Saturday, November 12, 2011

Permaculture For a Landscaping Make Over


You have many choices when it comes to providing your property with a makeover. One set of choices relates to the beauty treatment you give to your yard. What is possible depends on many factors: your neighbourhood, your climate zone, your budget. There is also the question of your personality and your approach to such a makeover - you might be an 'all or nothing' type, or you might like to go at things in manageable bites, one bit at a time.

On this page we'll discuss an idea that costs you nothing, provides a possible overarching frame for your design ideas, and introduces a whole catalogue of questions to start off your thinking about where you want to go. The idea, borrowed from a style of sustainable living known as 'permaculture', is zonation.

In brief, it advocates that you divide your property into activity areas known as 'zones'. On a suburban lot you might have as many as five zones; but you can have fewer if that suits your circumstances better. Each zone harbours a main style of activity and a main kind of useful crop.

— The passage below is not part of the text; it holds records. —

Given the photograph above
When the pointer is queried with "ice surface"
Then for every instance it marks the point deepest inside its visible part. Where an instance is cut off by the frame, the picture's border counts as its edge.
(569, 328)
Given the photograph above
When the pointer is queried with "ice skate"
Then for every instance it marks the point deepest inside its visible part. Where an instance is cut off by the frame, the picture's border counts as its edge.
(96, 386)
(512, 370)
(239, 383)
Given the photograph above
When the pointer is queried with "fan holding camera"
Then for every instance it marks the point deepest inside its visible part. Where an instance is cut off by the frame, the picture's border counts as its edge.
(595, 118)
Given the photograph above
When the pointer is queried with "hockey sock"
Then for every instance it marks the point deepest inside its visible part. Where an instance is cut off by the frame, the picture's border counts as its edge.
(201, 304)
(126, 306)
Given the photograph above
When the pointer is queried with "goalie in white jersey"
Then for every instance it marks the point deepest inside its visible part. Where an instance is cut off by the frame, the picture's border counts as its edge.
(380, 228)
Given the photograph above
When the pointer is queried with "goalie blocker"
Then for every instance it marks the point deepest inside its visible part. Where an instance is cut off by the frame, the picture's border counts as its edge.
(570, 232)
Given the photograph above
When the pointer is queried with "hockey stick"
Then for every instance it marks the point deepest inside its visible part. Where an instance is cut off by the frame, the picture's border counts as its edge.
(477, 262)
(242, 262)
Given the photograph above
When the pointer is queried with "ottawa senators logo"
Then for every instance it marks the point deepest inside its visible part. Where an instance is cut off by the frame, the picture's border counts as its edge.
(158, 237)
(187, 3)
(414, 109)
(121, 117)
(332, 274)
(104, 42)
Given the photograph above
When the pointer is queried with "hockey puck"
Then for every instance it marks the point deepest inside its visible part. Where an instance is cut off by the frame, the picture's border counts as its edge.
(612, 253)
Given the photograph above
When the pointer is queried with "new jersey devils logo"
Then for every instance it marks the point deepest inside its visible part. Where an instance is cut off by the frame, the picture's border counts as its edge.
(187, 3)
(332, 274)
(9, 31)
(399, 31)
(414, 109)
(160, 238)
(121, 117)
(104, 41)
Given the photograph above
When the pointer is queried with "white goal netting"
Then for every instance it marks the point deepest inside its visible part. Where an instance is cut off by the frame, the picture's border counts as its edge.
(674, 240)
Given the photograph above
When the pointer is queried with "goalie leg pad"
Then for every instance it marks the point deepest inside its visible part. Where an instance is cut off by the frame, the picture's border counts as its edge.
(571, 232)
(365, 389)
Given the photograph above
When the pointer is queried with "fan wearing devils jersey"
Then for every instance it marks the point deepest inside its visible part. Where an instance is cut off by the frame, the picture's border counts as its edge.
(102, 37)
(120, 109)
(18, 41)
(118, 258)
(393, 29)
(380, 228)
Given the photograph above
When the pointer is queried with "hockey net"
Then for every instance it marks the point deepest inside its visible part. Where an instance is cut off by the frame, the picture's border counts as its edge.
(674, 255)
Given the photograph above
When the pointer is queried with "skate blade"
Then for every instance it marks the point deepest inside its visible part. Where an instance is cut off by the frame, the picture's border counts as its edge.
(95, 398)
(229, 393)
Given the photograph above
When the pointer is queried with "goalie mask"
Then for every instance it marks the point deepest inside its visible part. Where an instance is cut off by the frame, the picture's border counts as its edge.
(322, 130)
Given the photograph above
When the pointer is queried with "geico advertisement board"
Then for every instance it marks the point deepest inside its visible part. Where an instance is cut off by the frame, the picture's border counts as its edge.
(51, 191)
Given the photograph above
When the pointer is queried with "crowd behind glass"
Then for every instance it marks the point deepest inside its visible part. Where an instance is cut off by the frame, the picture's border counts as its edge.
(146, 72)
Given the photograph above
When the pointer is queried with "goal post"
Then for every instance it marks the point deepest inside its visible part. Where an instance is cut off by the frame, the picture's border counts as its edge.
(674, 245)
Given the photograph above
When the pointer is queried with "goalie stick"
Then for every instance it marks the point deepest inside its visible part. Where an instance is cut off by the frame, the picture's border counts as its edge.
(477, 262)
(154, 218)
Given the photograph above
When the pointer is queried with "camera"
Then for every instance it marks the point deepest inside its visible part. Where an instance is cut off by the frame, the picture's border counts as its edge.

Zone 1 is the area you most often visit: the area near the entrances and exits you most commonly use, and any other areas, such as patios or decks, where you spend most time outdoors. These are your major relaxation and entertainment zones. Plantings in this zone will include the sorts of things you may want to snatch up at the last minute for the kitchen - herbs, salad plants, strawberries and tomatoes in season.

The second zone is slightly further removed from the house. It may include a grassed area for the children to play. In this area you can have perennial plants that require no more than occasional care, such as berrying canes (raspberries, currants) and perennial shrubs.

The third zone is, for those who like to produce food for themselves, the main production zone. Here there will be beds of brassicas (cabbage, kale, broccoli and others), potatoes and sweet potatoes, corn and other crops; and fruit trees such as apple, peach and pear. In this zone, too, there is the potential for cunningly designed pathways to suddenly reveal a 'secret' pocket of special delight: a hidden water feature, a blaze of spring or summer or fall color, or a carefully crafted sculpture. For families, the third zone can provide a place for children to work off energy in games of hide and seek or by using equipment such as swings, slides or trampolines.

On many suburban lots a fourth zone may be possible. This will include plantings designed to attract birds to visit, or even take up residence, in your garden. Larger flowering trees such as magnolias or rhodendrons can be accommodated here. This zone can also include larger nut-bearing tress (walnuts, macadamias and the like). Keen vegetable gardeners can use screens of hedge or shrubbery to hide their composting bins. You could even, depending on local regulations, consider the merits of a small livestock unit - how does a freshly laid egg appeal?

The use of zones can make your available land appear bigger than it is. It helps to create flexible use of your yard and adds far greater interest than is possible in a monoculture of mown grass.